As I inched closer to the reflection the familiar rage surfaced and those same blood red eyes seared with anger.

"I FUCKING HATE YOU!"

"I hate you..."


*********************************
The drive to work was like most other weekdays. My head pounded and I actually moved in and out of darkness. The ritual was the same. Enter car. Turn on car. Load pipe. First gear. High ho High ho its off to work I go. I am one horrendous crash waiting to ruin the lives of whomever is unlucky enough to meet me on the road at 7 A.M. I welcome that thought.
Every car I pass, every tree, every solid object becomes a daydream.
Just one quick turn of the wheel. No pain
The weed really hasn't helped the pounding in my head so a couple Vicadin should at least make the start of my work day bearable.
As I sat waiting for the light to turn green I didn't even notice the tears. Slowly at first they came. I had cried before but something was different today.
I couldn't stop.
"What are you going to do now?"
"What are you going to do now?"
"WHAT are you going to do now?"
over and over in my head.
"FUCK!"
"What are you going to do now?"
I hate you...
I drove through the tears. I drove through the anger. I drove through the pain. By the time I pulled into the parking lot I was a wreak.

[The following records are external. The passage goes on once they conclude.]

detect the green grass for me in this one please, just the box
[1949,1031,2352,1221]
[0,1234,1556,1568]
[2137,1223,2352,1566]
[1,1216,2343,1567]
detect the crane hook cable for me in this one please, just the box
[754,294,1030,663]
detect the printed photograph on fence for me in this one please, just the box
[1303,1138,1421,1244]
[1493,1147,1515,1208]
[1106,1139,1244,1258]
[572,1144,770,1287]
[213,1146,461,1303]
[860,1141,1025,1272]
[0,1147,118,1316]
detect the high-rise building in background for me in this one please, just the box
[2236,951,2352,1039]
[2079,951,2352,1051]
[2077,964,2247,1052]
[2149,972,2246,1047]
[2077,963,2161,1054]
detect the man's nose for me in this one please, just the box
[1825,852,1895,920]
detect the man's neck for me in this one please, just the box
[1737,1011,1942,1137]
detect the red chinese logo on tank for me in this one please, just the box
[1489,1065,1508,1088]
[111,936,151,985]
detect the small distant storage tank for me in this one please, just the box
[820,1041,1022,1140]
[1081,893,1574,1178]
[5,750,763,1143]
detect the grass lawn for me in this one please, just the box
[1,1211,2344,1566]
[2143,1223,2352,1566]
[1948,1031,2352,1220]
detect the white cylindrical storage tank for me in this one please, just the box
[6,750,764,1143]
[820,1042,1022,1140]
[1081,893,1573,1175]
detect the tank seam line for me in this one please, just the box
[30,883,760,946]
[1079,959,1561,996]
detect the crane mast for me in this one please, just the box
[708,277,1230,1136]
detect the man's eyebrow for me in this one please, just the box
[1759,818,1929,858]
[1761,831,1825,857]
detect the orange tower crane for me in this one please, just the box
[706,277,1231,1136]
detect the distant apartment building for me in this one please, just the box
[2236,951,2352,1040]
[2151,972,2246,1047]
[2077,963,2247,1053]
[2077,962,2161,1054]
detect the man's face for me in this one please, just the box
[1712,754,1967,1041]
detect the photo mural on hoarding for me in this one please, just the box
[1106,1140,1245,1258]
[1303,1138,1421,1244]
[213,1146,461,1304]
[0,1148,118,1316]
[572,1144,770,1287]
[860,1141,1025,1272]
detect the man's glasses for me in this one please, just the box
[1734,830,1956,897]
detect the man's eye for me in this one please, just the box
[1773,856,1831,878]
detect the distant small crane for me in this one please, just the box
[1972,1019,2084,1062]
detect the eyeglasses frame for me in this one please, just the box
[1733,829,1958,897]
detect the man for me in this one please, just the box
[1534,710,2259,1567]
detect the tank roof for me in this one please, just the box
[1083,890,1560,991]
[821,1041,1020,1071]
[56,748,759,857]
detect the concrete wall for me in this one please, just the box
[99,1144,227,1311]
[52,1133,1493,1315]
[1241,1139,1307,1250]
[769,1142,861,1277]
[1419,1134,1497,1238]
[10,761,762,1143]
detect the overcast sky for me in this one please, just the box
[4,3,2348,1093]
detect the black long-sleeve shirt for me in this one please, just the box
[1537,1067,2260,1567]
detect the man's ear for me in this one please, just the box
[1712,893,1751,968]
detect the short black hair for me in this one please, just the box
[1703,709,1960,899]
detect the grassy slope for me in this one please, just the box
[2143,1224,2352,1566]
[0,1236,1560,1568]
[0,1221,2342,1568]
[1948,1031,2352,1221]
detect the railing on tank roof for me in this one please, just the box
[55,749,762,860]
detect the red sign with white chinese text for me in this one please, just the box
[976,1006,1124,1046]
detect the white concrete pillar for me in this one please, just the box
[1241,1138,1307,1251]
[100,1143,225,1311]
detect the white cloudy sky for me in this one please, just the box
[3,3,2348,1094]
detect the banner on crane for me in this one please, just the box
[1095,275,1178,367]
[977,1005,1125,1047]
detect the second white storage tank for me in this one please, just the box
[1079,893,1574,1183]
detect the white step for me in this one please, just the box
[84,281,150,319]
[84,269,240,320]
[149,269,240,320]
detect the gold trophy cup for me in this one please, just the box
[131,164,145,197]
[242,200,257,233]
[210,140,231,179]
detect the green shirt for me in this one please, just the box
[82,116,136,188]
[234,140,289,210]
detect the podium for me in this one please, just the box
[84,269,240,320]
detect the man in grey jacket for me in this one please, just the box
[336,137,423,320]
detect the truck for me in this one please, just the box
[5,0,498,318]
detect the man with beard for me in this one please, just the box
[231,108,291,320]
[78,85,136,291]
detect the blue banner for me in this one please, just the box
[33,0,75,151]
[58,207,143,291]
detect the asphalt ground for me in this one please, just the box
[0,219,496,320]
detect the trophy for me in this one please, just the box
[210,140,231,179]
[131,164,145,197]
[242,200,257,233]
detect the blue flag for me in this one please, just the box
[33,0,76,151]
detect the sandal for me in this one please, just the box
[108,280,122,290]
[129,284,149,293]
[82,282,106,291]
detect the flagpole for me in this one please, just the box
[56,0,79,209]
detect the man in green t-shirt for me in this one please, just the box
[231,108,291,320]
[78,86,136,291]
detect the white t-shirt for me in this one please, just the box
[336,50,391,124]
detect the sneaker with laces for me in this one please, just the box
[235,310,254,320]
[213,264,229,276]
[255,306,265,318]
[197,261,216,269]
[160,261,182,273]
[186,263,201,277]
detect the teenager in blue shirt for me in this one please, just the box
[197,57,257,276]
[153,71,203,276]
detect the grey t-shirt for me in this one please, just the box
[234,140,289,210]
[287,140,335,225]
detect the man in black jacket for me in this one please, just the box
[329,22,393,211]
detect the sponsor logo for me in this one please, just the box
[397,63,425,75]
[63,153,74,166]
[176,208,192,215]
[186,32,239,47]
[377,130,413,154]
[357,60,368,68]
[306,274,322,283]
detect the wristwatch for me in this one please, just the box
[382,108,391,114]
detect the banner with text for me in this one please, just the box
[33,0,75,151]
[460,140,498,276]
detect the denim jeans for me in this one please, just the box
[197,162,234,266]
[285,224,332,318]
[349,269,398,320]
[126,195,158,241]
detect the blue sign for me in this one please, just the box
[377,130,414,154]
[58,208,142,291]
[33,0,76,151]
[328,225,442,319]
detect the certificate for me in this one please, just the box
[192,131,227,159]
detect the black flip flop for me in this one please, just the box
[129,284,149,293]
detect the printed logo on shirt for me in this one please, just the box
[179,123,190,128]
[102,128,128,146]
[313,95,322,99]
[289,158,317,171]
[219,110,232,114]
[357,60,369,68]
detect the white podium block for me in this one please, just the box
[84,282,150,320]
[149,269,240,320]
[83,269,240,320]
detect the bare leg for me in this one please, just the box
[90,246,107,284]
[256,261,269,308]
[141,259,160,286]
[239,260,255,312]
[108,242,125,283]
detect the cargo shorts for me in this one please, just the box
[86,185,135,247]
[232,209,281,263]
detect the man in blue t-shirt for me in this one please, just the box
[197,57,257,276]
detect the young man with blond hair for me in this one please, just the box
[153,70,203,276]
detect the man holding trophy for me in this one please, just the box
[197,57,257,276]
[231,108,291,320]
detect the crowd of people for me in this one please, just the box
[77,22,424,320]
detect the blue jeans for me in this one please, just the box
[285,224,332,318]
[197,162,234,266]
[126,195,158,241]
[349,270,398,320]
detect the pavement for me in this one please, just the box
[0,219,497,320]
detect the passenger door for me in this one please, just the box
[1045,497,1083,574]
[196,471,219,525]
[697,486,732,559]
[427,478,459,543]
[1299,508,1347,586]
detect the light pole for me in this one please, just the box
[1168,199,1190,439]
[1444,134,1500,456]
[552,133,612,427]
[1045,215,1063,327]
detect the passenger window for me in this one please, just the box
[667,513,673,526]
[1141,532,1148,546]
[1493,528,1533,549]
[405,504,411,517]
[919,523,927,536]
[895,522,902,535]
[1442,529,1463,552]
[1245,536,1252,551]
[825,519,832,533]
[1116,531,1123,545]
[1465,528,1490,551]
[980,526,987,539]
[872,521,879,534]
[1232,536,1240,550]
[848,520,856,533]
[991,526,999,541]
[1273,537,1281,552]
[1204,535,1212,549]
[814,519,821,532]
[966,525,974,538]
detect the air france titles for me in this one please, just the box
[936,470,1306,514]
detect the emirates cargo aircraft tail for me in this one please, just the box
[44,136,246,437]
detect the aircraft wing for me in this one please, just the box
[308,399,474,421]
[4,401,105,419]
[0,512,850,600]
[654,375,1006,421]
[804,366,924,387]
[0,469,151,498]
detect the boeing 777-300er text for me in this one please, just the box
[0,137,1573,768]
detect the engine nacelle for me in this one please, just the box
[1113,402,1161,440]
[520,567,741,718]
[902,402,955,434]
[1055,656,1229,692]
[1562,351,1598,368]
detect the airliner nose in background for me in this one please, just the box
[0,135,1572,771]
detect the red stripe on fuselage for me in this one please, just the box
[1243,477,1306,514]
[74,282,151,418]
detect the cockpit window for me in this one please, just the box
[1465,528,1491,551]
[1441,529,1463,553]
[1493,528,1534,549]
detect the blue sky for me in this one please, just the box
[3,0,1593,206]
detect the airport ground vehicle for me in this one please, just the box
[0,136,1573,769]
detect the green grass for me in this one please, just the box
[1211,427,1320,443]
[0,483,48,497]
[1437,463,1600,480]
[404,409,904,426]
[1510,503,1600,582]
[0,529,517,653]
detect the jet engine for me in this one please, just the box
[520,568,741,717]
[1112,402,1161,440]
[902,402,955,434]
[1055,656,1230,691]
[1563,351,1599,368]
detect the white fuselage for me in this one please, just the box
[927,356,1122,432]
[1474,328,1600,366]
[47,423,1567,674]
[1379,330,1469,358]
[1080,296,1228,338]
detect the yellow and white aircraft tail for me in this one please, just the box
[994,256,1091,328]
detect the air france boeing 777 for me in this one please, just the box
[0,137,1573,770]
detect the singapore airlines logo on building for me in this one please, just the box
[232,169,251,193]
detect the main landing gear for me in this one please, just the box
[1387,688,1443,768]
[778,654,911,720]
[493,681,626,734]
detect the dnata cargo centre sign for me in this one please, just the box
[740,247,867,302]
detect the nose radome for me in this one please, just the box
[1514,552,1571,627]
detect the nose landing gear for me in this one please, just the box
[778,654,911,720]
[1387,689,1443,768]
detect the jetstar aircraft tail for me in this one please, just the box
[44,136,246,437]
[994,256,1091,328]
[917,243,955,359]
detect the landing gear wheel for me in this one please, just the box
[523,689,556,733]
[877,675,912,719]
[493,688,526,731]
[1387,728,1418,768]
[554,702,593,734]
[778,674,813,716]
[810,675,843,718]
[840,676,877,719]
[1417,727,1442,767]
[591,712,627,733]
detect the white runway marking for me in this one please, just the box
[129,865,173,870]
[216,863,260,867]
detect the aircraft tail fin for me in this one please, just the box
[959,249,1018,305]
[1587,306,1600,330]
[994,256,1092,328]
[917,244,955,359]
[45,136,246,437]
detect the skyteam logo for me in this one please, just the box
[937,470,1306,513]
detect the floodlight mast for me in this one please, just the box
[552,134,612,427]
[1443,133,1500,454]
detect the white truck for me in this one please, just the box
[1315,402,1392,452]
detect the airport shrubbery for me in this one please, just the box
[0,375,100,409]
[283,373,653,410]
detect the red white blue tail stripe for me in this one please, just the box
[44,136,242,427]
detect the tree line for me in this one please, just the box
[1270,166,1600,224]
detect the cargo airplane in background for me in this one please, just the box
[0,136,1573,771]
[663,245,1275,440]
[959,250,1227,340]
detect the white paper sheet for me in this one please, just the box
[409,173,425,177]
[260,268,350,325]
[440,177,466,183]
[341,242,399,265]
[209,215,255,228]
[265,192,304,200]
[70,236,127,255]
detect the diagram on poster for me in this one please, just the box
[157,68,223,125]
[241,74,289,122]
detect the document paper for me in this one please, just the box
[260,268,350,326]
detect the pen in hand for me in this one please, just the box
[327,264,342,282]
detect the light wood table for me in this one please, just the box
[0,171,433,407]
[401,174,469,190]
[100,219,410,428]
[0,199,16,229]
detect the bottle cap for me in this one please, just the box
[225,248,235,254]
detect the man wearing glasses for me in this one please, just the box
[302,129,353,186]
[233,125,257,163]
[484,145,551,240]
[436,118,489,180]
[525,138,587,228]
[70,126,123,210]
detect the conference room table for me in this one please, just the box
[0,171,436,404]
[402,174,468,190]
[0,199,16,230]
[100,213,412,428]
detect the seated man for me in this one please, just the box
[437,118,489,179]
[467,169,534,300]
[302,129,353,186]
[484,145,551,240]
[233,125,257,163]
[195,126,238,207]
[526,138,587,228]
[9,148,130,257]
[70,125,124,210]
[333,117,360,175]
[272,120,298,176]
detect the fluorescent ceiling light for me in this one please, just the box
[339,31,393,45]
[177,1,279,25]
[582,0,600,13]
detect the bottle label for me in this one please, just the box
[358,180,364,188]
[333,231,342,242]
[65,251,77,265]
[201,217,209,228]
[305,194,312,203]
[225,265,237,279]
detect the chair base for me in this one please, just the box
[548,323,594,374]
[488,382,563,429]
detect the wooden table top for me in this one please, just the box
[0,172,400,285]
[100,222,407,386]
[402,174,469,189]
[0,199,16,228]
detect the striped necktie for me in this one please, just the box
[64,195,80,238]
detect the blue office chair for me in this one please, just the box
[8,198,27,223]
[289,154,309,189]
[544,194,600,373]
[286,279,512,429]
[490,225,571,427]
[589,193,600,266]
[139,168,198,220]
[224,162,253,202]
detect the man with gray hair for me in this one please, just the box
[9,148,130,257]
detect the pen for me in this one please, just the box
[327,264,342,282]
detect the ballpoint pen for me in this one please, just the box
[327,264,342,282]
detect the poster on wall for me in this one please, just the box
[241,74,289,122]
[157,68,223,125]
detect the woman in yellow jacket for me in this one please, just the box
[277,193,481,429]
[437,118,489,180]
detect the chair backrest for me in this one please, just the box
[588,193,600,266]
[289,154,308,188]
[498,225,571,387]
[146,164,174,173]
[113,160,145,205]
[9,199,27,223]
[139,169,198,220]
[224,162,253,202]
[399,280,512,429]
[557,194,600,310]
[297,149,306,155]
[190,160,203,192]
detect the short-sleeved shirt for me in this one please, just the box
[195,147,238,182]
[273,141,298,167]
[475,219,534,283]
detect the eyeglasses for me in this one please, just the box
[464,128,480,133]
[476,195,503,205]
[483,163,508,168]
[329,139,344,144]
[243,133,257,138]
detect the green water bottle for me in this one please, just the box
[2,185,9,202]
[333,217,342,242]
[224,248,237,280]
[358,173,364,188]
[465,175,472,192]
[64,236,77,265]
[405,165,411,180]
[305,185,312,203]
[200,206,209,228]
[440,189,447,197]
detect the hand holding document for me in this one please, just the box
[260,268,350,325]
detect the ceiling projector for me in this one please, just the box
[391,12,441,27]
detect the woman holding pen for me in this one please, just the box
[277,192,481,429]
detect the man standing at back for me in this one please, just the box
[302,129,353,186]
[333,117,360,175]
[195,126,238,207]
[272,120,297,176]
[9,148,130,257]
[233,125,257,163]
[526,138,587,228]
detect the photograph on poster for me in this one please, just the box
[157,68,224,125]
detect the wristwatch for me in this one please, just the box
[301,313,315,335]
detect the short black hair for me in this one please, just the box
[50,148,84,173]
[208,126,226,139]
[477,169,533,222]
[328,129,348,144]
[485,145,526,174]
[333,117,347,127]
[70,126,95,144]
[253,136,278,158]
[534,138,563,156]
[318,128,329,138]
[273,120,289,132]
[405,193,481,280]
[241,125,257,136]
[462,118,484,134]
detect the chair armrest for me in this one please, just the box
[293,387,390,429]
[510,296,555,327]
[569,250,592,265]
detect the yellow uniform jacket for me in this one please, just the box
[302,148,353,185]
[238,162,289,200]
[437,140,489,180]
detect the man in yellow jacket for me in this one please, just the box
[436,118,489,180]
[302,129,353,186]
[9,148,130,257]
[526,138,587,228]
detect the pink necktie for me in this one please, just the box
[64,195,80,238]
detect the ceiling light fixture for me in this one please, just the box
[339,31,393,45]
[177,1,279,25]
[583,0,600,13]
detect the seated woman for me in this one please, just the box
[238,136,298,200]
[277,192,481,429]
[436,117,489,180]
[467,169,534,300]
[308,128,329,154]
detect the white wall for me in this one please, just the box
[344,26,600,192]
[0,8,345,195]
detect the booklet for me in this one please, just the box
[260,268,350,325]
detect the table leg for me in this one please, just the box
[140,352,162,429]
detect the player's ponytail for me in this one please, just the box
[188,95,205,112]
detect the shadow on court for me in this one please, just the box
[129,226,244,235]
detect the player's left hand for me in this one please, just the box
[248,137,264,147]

I sat in my car wondering if I should just turn around and go home. How much more of this could I take. I have to make a decision one way or the other.
Live.
Die.
I hate myself but I hate the pain even more.
I walk towards the front door, take a deep breath and walk inside. One more decision to make.
Take a right to my desk or turn left and walk into the office of my boss.
"What are you going to do now?"
over and over in my head.
I didn't even knock on his door for fear that in that split second I might change my mind. I just barged in on him as he was talking on the phone. He took one look at my face and ended his phone call gracefully.
I am a drug addict and an alcoholic and I need to get out of here.
I still can't believe I hear myself saying this.
"Are you serious?"
"I am going to die. I need help."
The fear and the tears must have been enough to convince him that I was serious. He was on the phone in a matter of seconds.
There is no turning back

4 Comments:

Blogger Edgy Mama said...

Steve. Yes. Write it.

You are amazing.

11:08 AM  
Anonymous Anonymous said...

today is Jan. 7 and I stumpled across you blog. I was so impressed at your writing I had to start at chapter one. Cant wait to read the rest.
A fan in canada.

10:08 AM  
Anonymous Anonymous said...

Wow...amazing so far...it's january 16th and you have one more fan in Canada.

11:24 PM  
Blogger Deb said...

Excellent writing! You set a vivid picture.